La commission d’enquête a déclaré lundi que le gouvernement, en plus d’avoir consenti à la publication des résumés, avait également élargi à deux reprises l’accès de la commission aux secrets du Cabinet.
La commission d’enquête a obtenu un degré extraordinaire d’accès à des documents classifiés et à des informations confidentielles du Cabinet, a indiqué la commissaire Marie-Josée Hogue.
«Ces informations m’aideront à formuler des recommandations qui aideront à préserver l’intégrité des processus électoraux et des institutions démocratiques du Canada et à renforcer la confiance des Canadiens dans leur démocratie.»
Détecter et contrer les ingérences
Les dernières audiences de la commission portent sur la capacité des institutions à détecter et à contrer les ingérences étrangères.
Lundi, des employés actuels et anciens des secrétariats du Bureau du Conseil privé chargés des questions de sécurité et de renseignement et de l’évaluation de diverses menaces ont témoigné devant la commission d’enquête.

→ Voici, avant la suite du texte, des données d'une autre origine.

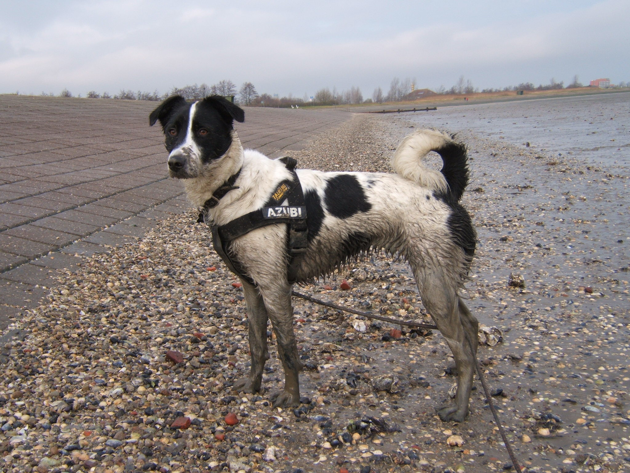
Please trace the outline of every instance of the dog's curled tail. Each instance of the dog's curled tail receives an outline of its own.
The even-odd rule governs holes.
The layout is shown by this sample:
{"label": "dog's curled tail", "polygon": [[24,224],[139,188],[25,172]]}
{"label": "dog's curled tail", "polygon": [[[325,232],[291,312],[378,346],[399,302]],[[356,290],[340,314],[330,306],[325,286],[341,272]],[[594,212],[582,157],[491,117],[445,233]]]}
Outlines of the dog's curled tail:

Un rapport de novembre 2023 déposé lors de l’audience indiquait que la structure de gouvernance de la sécurité nationale et du renseignement du Canada n’était «pas organisée de manière optimale ou efficace».
Il indiquait qu’il y avait un chevauchement dans la composition et les mandats des comités composés de hauts fonctionnaires, ainsi qu’une duplication des discussions entre plusieurs comités.

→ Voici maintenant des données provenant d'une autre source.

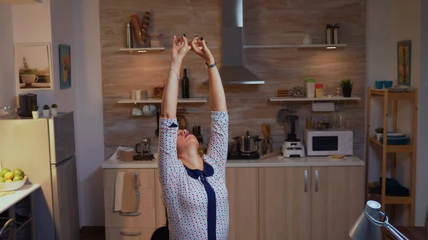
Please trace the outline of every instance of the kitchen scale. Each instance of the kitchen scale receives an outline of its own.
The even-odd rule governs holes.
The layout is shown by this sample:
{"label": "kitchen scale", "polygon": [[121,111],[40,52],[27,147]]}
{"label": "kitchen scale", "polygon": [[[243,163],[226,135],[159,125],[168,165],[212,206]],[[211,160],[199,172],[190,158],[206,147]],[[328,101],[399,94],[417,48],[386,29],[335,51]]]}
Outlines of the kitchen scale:
{"label": "kitchen scale", "polygon": [[282,156],[285,157],[305,157],[303,142],[297,137],[296,125],[299,125],[299,116],[288,115],[285,117],[287,123],[287,139],[282,143]]}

Le rapport d’information, préparé pour le conseiller adjoint à la sécurité nationale et au renseignement, concluait qu’il y avait trop de réunions, avec «pas assez d’effet».
Il notait un suivi incohérent des points ainsi qu’un flux d’informations irrégulier vers les niveaux inférieurs, semant la confusion et «entravant le travail».
Nabih Eldebs, qui supervise les quatre directions du secrétariat à la sécurité et au renseignement, a noté que les sous-ministres étaient censés assister à une « pléthore de comités » sur les questions de sécurité.
«Cela fait que (les sous-ministres) sont toujours en réunion et ne s’engagent pas dans d’autres choses», a-t-il dit à l’enquête.
M. Eldebs a déclaré qu’il espérait qu’une nouvelle structure serait finalisée dans les semaines à venir.